Copyright © 2004 by Jay B. Gaskill

Permission to copy or reproduce for discussion purposes is readily available. Just contact Jay B. Gaskill, attorney at law, via e mail: office@jaygaskill.com

[1] For brevity, gay is meant to include gay and or Lesbian throughout.

[2] The institution of marriage (all its warts and variations in form included) has been a remarkably stable social model for several thousand years. This remains true in spite of the divorce rate and all of the changes over the last few centuries. The classic marital model has remained the same in its most essential elements, among which are: (1) Open notoriety. That is, marriage is open, public and proclaimed, conferring a recognized “same family” status on its members, that of wife and husband. (2) Non-reservation. That is, the marriage arrangement is open-ended in time, and its inherent mutual obligations are not qualified by reserved exceptions, like “as long as we have male children”. (3) Official sanction needed to establish it and to dissolve it. Unlike an ordinary contract, marriage can’t be terminated at will by the parties.

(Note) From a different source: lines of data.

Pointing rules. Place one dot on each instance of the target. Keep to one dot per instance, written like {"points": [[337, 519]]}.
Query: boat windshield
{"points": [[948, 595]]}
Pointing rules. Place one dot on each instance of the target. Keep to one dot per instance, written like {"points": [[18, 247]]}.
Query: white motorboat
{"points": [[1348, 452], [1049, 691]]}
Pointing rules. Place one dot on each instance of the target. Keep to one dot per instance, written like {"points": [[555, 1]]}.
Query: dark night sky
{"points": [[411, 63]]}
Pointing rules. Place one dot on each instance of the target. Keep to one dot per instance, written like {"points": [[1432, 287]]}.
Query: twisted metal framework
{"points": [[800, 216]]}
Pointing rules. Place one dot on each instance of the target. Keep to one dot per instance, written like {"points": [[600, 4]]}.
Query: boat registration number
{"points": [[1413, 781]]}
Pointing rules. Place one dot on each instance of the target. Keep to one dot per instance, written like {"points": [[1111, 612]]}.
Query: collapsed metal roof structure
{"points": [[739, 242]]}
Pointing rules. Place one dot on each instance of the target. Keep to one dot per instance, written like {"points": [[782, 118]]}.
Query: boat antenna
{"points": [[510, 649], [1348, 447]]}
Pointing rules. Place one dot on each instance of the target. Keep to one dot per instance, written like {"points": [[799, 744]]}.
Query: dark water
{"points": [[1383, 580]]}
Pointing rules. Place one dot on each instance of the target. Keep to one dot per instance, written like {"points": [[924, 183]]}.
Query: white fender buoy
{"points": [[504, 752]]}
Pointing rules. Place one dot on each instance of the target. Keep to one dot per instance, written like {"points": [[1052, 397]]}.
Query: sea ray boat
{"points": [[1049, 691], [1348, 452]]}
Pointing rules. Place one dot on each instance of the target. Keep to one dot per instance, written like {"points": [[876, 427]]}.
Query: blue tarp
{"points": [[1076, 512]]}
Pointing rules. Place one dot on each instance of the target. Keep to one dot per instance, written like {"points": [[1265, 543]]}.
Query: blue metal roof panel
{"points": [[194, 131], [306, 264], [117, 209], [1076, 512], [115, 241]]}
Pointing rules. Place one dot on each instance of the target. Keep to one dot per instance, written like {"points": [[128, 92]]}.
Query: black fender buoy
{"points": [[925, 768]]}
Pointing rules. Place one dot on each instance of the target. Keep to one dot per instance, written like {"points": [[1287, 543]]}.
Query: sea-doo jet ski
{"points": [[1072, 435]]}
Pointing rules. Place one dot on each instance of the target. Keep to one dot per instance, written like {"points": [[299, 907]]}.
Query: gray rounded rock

[3] What’s in a name? Everything and nothing. In that connection, the response of the major religious denominations that choose to “bless” or otherwise sanction homosexual unions, will influence the discussion.

[4] Marriage means divorce. Gay couples are no more likely to avoid divorce than the rest of us. And divorce is ugly. Just listing a few phases makes the cautionary point: alimony, bitter child custody disputes, vengeful ex-spouses, endless property disputes. Divorce lawyers prosper because of human nature. New issues will arise peculiar to gay divorces: Should there be different rules in a gay divorce if one spouse decides he or she is straight? Should the waiting periods be the same? What should courts do when the first polygamist raises an equal protection challenge? This is but a short list of the problems that will inevitably arise. Regrettably, no jurisdiction I know of has managed to come up with fair, objective, easily administrated rules for resolution of divorce related issues. Consider that in commercial and criminal law, millions of dollars and multi-decade jail sentences are meted out every week with less fuss and anger than in a typical divorce case. I believe that a major reason for this is the absence of objective rules. This explains the otherwise perplexing fact that more judges and lawyers are murdered by litigants every year in divorce cases than all other legal proceedings combined. That which is not rule-driven becomes personal.

[5] In legal principle, there is no reason at all that a given religious institution could not sanctify a gay marriage by any name deemed consistent with that denomination’s theology and practice. The contents of sacraments and liturgies belong exclusively to the religious domain.